The most revolutionary controller Nintendo released for the GameCube wasn’t even shipped with the console, though. The WaveBird, a wireless controller that used double-A batteries and radio signals, was released in 2002 as a separate add-on for the system. This was Nintendo’s first major foray into wireless controllers, and it would come to define the next console generation. The Xbox 360, PlayStation 3, and Wii would all ship with wireless controllers in the box.


The Nintendo Wii had a very unusual controller. Called the Wiimote, the slim white device was made with ease of use as the main design goal. Nintendo wanted the Wii to appeal to a more casual audience than its prior (underperforming) consoles. And it succeeded wildly, thanks in no small part to the unique, motion-sensing Wiimote. 

The Wii was shipped with a copy of a game called Wii Sports. This game allowed players to use their Wiimote’s motion controls to play minigames like tennis, boxing, and bowling. The ability to make on-screen characters mimic the Wiimote’s motions in the real world proved extremely popular among casual audiences and core gamers alike, so the console quickly became a phenomenon.

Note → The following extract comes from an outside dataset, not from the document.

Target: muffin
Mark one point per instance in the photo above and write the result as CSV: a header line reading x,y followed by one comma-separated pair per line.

The Wii sold so well that Nintendo’s two main console competitors, Microsoft and Sony, quickly implemented their own motion controls into their then-current consoles. Microsoft used the camera-based Kinect software, eschewing physical controllers altogether in favor of full-body motion capture. Sony opted for a more Wii-like controller, the PlayStation Move. Notably, Sony and Microsoft’s outings were never quite as popular as the Wii.

Nintendo Switch

The Wii U, the successor to the Wii, largely used the same controller schemes as the original console. It also introduced a GamePad that sported a gigantic screen, allowing for asymmetrical multiplayer and off-screen gaming. The Nintendo Switch furthered this concept, ditching the Wii branding but maintaining some of the Wii’s trademark control features.

The Switch is a hybrid console that can be played as a handheld system or as a home console. Its Joy-Con controllers, which come packaged with the system, feature motion-sensing controls similar to the Wiimote, and are the most important facet of the console’s hybrid design. Since the Joy-Cons can be attached to the main unit or detached for tabletop and TV modes, the system is extremely versatile. 

Notably, the Switch comes packed with two Joy-Con controllers. This means that games that support single Joy-Con play can be used in a multiplayer mode right out of the box without needing to buy another controller. It also means that Switch owners who want to play pick-up games of Super Smash Bros or Mario Kart when they’re on the move don’t need to pack extra controllers in their bag–they can just detach their Joy-Cons, hand one to a buddy, and have a fun time.

PlayStation 5

The PS5’s DualSense controller is a culmination of the most innovative controller designs of the past 35 years. It’s got a D-Pad, analog sticks, pressure-sensitive trigger buttons, motion sensors, and even a touchpad for use in specialized games. It’s also a premium-feeling controller that makes playing PS5 games a delight.

The DualSense ups the haptics in a major way. Like Nintendo’s Joy-Cons, it sports “HD rumble,” a fine-tuned set of rumble motors that make games come to life with extremely precise controller vibrations. That HD rumble even extends to the shoulder buttons: when you fire a web line in Spider-Man, you can feel the tension in the webbing when it attaches to a building. This technology has encouraged developers to create games with incredibly realistic feedback, leading to ever-great immersion for the gamer.

Each new console’s controller builds on the successes of the past. When you hold a DualSense and an NES controller side-by-side, they look like they have nothing in common. However, when you track their history, you can see that there’s an unbroken line of evolving designs linking the two inextricably.